How to get more women involved in heart disease studies
Women have long been underrepresented in clinical trials related to cardiovascular health. What can researchers do to reverse that trend? The team behind a new analysis in European Heart Journal aimed to find out.
The study's authors noted that the disparity may be due in part to the fact that guideline-directed therapies rely on data that overwhelmingly includes men. Also, researchers over the years have grown accustomed to simply gathering data from white men and then hoping the findings also apply to everyone else.
“It was assumed that the results were also relevant to women and other races but evidence is emerging that this is not the case," first author Jeske van Diemen, MD, a specialist at Amsterdam University Medical Centre in the Netherlands, said in a prepared statement. "For instance, female heart patients have a greater risk of adverse drug reactions compared with male patients, and these reactions are generally more serious. Similarly, it has been suggested that women with heart failure may need lower doses of medications than their male counterparts."
To learn more about this topic, the team behind the analysis reviewed six articles that looked at the challenges associated with getting more women involved in clinical trials.

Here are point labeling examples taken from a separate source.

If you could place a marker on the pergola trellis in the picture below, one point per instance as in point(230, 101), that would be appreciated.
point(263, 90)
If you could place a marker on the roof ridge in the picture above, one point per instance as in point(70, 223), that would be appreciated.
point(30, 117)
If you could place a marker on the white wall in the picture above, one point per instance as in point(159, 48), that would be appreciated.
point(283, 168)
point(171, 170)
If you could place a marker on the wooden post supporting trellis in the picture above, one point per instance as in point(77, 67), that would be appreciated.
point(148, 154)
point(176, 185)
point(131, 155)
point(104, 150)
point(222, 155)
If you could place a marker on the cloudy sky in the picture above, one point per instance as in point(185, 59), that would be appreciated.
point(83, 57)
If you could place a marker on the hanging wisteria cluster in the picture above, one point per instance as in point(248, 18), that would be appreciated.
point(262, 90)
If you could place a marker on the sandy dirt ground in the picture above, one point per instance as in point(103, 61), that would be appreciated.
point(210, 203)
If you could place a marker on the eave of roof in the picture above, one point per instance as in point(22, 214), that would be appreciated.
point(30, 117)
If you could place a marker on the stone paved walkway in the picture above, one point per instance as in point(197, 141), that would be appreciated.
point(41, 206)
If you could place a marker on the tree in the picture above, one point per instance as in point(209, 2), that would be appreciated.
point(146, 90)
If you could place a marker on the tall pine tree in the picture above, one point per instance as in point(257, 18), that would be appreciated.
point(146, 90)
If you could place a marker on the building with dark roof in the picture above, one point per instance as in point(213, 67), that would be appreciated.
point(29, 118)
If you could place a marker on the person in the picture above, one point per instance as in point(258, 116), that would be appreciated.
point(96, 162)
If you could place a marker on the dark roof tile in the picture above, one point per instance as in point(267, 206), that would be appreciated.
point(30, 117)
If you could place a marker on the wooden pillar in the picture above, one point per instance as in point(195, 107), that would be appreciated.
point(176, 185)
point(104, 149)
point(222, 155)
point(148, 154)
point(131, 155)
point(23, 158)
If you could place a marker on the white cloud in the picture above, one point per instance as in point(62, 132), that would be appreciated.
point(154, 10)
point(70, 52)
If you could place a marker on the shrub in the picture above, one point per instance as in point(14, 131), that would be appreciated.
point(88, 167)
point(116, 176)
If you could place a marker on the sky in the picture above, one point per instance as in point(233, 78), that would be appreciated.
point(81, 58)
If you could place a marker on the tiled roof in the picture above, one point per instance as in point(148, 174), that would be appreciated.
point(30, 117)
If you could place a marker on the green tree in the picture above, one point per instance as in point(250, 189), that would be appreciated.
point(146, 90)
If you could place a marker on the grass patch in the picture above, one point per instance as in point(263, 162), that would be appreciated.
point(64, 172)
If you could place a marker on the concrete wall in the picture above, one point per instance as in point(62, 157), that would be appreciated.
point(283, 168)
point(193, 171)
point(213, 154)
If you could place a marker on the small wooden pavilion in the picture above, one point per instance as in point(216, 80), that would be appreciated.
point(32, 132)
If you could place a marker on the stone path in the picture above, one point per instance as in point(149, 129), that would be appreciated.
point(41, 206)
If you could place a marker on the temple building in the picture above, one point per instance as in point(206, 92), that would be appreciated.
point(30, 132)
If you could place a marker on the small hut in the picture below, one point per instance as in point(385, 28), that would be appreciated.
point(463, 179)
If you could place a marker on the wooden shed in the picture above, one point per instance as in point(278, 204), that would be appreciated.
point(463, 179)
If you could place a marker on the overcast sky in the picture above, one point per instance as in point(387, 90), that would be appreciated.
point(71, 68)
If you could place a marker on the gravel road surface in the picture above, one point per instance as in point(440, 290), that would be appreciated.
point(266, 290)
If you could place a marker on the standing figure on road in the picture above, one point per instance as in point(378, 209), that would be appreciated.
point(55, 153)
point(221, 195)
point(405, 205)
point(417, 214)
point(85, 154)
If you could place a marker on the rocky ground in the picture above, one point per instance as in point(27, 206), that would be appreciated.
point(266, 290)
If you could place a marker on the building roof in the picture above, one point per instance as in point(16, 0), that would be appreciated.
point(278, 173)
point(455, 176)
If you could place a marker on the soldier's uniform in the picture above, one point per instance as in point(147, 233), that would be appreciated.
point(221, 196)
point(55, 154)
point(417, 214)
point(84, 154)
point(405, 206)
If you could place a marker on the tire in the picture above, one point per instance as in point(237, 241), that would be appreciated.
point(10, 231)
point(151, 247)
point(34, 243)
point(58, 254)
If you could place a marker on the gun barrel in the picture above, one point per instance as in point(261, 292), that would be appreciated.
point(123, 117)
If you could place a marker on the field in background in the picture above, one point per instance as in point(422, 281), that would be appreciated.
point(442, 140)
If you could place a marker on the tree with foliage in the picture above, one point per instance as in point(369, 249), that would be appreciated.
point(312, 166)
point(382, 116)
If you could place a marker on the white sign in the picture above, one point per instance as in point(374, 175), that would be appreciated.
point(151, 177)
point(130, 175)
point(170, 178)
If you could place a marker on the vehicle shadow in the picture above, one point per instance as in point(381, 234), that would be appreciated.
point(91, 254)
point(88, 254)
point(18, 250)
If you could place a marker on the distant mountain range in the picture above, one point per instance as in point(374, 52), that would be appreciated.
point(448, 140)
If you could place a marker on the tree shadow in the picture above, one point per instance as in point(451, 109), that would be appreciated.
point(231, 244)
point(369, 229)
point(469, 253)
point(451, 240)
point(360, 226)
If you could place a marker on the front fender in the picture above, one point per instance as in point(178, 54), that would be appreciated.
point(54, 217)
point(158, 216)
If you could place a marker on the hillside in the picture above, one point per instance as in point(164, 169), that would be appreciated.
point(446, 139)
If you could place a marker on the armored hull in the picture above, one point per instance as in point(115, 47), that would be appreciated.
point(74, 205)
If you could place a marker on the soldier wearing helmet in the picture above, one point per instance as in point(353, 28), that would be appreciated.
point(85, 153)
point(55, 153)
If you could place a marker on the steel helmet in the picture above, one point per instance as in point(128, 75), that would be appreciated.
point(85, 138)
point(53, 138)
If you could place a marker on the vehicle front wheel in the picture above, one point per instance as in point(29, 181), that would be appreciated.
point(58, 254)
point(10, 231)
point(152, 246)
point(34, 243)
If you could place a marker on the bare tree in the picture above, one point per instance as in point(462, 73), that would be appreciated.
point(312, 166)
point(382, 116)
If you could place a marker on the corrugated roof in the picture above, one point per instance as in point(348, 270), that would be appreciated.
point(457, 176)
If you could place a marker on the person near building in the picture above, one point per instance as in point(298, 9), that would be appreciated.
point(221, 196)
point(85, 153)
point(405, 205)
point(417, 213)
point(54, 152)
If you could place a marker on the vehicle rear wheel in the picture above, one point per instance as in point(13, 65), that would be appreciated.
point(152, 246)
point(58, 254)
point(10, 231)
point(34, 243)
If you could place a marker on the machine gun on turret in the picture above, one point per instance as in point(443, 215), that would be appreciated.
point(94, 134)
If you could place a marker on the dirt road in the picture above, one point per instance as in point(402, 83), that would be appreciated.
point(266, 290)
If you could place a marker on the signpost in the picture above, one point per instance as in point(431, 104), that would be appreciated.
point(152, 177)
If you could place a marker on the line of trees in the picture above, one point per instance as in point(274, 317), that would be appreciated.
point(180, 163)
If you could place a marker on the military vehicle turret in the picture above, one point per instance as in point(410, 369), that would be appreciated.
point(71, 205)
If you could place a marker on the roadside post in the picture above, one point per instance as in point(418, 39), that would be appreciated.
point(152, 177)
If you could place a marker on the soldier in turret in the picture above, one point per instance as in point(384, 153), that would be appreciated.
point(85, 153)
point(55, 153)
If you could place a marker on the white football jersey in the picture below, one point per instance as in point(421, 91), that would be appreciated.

Overall, they found that for both men and women tend to have the same basic motivation for participating in clinical trials: the possibility of access to high-quality care and the potential to make a real impact by promoting science.
Both men and women also cited time, apprehension about potentially being involved with experimental treatments and the risk of harm as potential barriers. Women, however, did seem to show more concern about the potential risk of harm (and issues related to transportation) than men.
The researchers recommended several solutions designed to improve the representation of women in cardiovascular trials:
- Greater focus on sex and gendered data in scientific journals and peer-reviewed media outlets specific to CVD
- Improvement in randomized controlled clinical trial design
- Increased diversity of the research team
- More sex and gendered educational curricula in medicine
- Improved access to clinical trial sites
“Currently we treat many patients as if they were the same, which of course is not the case," van Diemen said. "Study populations that better represent the demographics of society should lead to more relevant findings that improve cardiovascular outcomes for everyone."